Rail is good for getting some things from A to B but it covers only a very small part of the country and a lot of goods are more efficiently transported by road.
More broadly the government must start demanding some accountability for all the billions of extra spending it is doing. The absence of any tangible results from all this spending is another brake on our prosperity, and the amount of wastage going on is insulting to hard-working kiwis paying their taxes.
Most of those people would surely prefer to pay less tax to take the pressure off their own family budgets, rather than having to watch their spendthrift friend without a care in the world max out New Zealand’s credit card and have nothing to show for it.

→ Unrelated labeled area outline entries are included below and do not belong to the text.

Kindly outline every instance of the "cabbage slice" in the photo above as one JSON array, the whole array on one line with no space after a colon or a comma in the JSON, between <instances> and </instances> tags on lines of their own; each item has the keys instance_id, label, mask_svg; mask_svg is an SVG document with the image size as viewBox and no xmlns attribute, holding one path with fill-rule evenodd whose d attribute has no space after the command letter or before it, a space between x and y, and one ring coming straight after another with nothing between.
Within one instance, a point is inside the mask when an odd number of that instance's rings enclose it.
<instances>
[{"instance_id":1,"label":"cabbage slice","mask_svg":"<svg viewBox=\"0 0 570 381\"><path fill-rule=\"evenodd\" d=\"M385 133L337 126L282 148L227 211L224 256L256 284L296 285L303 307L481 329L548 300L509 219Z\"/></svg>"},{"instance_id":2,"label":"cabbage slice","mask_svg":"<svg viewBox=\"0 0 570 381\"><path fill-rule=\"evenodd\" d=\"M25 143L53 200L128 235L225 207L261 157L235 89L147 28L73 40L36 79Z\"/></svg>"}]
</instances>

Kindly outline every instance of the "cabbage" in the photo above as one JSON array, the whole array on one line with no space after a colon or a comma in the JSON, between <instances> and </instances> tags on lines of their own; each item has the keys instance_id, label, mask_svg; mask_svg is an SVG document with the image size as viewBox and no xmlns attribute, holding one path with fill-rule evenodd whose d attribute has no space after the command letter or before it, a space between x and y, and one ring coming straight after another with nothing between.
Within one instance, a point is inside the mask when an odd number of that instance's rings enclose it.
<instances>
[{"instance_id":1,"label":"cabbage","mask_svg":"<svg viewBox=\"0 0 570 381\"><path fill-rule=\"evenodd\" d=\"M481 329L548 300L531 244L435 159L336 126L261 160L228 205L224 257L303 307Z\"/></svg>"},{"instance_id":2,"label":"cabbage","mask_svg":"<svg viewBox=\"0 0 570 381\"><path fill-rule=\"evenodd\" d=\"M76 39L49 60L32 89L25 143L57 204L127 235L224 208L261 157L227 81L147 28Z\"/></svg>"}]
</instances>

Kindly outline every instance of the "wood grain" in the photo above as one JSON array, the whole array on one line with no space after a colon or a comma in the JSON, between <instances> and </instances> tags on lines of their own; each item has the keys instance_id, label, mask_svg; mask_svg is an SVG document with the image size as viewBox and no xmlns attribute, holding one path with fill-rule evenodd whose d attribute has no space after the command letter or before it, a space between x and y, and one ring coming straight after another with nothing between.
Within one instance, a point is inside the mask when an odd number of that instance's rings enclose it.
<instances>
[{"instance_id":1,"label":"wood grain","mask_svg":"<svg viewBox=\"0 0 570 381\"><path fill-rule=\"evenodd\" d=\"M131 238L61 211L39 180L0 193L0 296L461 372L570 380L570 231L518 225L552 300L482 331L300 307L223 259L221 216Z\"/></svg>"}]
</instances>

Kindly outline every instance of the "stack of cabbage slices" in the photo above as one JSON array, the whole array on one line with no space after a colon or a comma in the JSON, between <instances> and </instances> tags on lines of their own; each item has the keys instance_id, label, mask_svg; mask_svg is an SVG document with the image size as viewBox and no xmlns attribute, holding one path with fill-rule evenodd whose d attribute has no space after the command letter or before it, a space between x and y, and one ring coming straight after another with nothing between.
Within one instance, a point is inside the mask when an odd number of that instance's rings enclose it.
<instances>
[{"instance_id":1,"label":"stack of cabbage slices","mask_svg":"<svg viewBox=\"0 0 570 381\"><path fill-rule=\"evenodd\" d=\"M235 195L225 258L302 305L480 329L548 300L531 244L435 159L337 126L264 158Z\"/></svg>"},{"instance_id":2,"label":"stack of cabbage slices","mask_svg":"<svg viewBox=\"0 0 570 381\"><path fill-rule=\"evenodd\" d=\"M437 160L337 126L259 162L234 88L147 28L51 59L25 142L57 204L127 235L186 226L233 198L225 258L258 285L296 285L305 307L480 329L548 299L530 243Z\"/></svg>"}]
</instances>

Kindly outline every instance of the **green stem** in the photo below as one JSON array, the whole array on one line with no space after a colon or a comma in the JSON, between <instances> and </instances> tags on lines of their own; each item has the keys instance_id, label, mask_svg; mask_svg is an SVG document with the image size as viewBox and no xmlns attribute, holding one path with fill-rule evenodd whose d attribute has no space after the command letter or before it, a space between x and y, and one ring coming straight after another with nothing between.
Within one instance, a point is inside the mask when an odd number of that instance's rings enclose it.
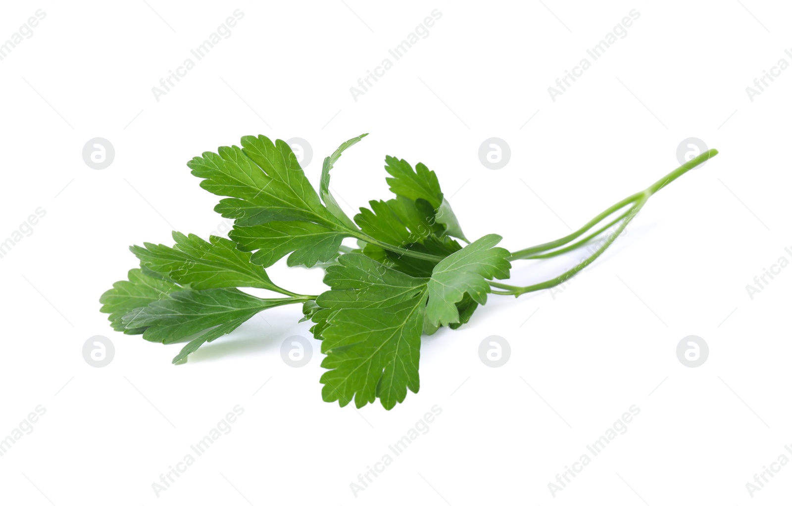
<instances>
[{"instance_id":1,"label":"green stem","mask_svg":"<svg viewBox=\"0 0 792 506\"><path fill-rule=\"evenodd\" d=\"M616 240L616 238L624 231L626 226L633 220L633 218L638 214L641 207L643 207L644 204L646 203L646 199L639 200L638 204L635 204L634 207L630 210L630 213L627 214L626 218L621 223L621 224L611 234L605 242L597 248L597 249L590 257L584 260L580 264L575 265L569 270L566 271L560 276L557 276L552 280L548 280L546 281L543 281L542 283L537 283L536 284L528 285L527 287L515 287L508 284L503 284L501 283L490 283L489 284L496 288L501 288L504 291L498 291L494 293L498 293L503 295L514 295L515 297L519 297L520 295L527 293L529 291L536 291L538 290L545 290L546 288L552 288L553 287L558 286L559 284L566 283L569 280L572 276L575 276L584 268L590 265L595 260L597 259L600 255L601 255L606 249L607 249L613 242Z\"/></svg>"},{"instance_id":2,"label":"green stem","mask_svg":"<svg viewBox=\"0 0 792 506\"><path fill-rule=\"evenodd\" d=\"M535 255L531 255L530 257L524 257L524 259L537 260L540 258L551 258L553 257L558 257L562 253L572 251L573 249L577 249L577 248L580 248L581 246L585 245L588 242L591 242L598 235L600 235L600 234L602 234L603 232L604 232L605 230L611 228L611 226L620 222L622 219L623 219L628 214L630 214L630 211L627 211L627 212L624 214L619 215L615 219L612 219L610 222L608 222L607 224L597 229L596 232L592 232L591 234L586 236L585 238L581 239L580 241L577 241L577 242L573 242L569 245L562 248L561 249L555 249L554 251L550 251L550 253L536 253Z\"/></svg>"},{"instance_id":3,"label":"green stem","mask_svg":"<svg viewBox=\"0 0 792 506\"><path fill-rule=\"evenodd\" d=\"M509 258L509 260L528 259L532 257L532 256L535 255L535 253L543 253L553 249L554 248L558 248L558 246L562 246L565 244L569 244L569 242L574 241L577 238L581 237L581 235L583 235L584 234L592 229L594 226L597 225L597 223L600 223L602 220L605 219L606 218L607 218L613 213L616 212L617 211L619 211L623 207L628 206L631 204L634 204L634 202L641 199L642 196L643 196L643 192L630 195L630 196L619 200L619 202L613 204L607 209L603 211L601 213L600 213L594 218L588 220L588 222L585 225L584 225L578 230L575 230L572 234L569 234L569 235L565 235L564 237L559 239L556 239L555 241L550 241L550 242L545 242L543 244L539 244L535 246L531 246L530 248L526 248L525 249L520 249L520 251L516 251L513 253L512 253L512 257Z\"/></svg>"},{"instance_id":4,"label":"green stem","mask_svg":"<svg viewBox=\"0 0 792 506\"><path fill-rule=\"evenodd\" d=\"M611 226L618 222L619 219L623 219L621 224L619 224L619 226L616 228L616 230L614 230L614 232L607 237L607 239L605 240L605 242L601 246L600 246L594 252L593 254L592 254L590 257L584 260L580 264L575 265L571 269L566 271L563 274L558 276L551 280L548 280L542 283L538 283L536 284L528 285L526 287L515 287L512 285L504 284L502 283L490 282L489 285L491 287L500 289L499 291L493 291L493 293L498 295L515 295L516 297L519 297L520 295L527 293L529 291L536 291L537 290L552 288L553 287L565 283L572 276L575 276L581 270L583 270L584 268L591 264L592 262L596 260L596 258L599 257L600 255L601 255L606 249L608 249L608 247L610 247L611 244L613 244L613 242L616 240L616 238L618 238L622 234L622 232L624 231L625 227L626 227L626 226L630 223L630 222L631 222L633 219L635 218L636 215L638 213L641 208L643 207L644 204L645 204L646 202L649 200L649 197L651 197L653 195L659 192L666 185L672 182L682 174L706 162L707 160L715 156L716 154L718 154L718 151L716 150L710 150L706 153L702 153L701 154L693 158L692 160L690 160L689 162L683 164L680 167L668 173L668 174L665 175L665 177L657 180L643 192L639 192L638 193L633 194L626 197L626 199L623 199L619 202L617 202L614 205L611 206L605 211L602 211L601 213L595 216L588 223L584 225L583 227L581 227L580 230L567 236L561 238L560 239L557 239L556 241L546 242L544 244L539 245L537 246L532 246L531 248L527 248L525 249L521 249L520 251L515 252L512 255L511 260L520 260L525 258L542 258L542 257L554 256L561 253L565 253L566 251L570 251L575 249L576 247L585 244L589 240L596 237L599 234L602 233L603 231L609 228ZM600 228L600 230L598 230L596 232L591 234L588 238L581 241L579 241L569 245L569 247L564 248L562 249L546 253L544 255L536 254L543 252L546 252L550 249L558 248L558 246L569 244L569 242L577 239L578 237L580 237L590 229L593 228L595 226L596 226L597 223L600 223L600 222L604 220L606 218L610 216L616 211L619 211L623 207L624 207L625 206L629 205L630 204L634 205L630 208L630 211L628 211L626 213L618 218L615 221L613 221L608 223L604 227Z\"/></svg>"},{"instance_id":5,"label":"green stem","mask_svg":"<svg viewBox=\"0 0 792 506\"><path fill-rule=\"evenodd\" d=\"M676 179L682 174L685 173L686 172L689 171L690 169L704 163L705 162L706 162L712 157L715 156L716 154L718 154L717 150L710 150L705 153L702 153L696 158L687 162L686 163L683 164L682 165L679 166L678 168L675 169L674 170L666 174L662 178L657 180L654 184L650 185L643 192L638 192L638 193L634 193L633 195L630 195L630 196L619 200L619 202L613 204L607 209L605 209L599 215L590 219L585 225L581 226L577 230L575 230L572 234L565 235L561 238L556 239L555 241L545 242L543 244L539 244L535 246L526 248L525 249L520 249L519 251L516 251L513 253L512 253L510 260L524 260L524 259L533 258L536 253L545 253L550 249L554 249L559 246L569 244L569 242L574 241L577 238L581 237L581 235L590 230L592 228L596 226L598 223L602 222L604 219L605 219L615 211L619 211L623 207L630 204L638 202L638 200L648 199L649 197L650 197L651 196L654 195L656 192L660 191L661 188L662 188L664 186L665 186L671 181L674 181L675 179ZM580 244L583 244L583 242Z\"/></svg>"}]
</instances>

Letting people keep more of their own money would be better than handing it to this government to waste.
New Zealanders worked very hard to restore the country’s fiscal position following the global financial crisis. We shouldn’t be frittering all those gains away.
The previous National government put a high priority on the quality of the spend rather than the quantity because more spending is not necessarily better spending.
This one has gone for quantity rather than quality.
As a result of that it hasn’t been able to deliver on its promises, we’re all worse off because of that and it’s the poor this government purports to want to help who are paying the biggest price for that.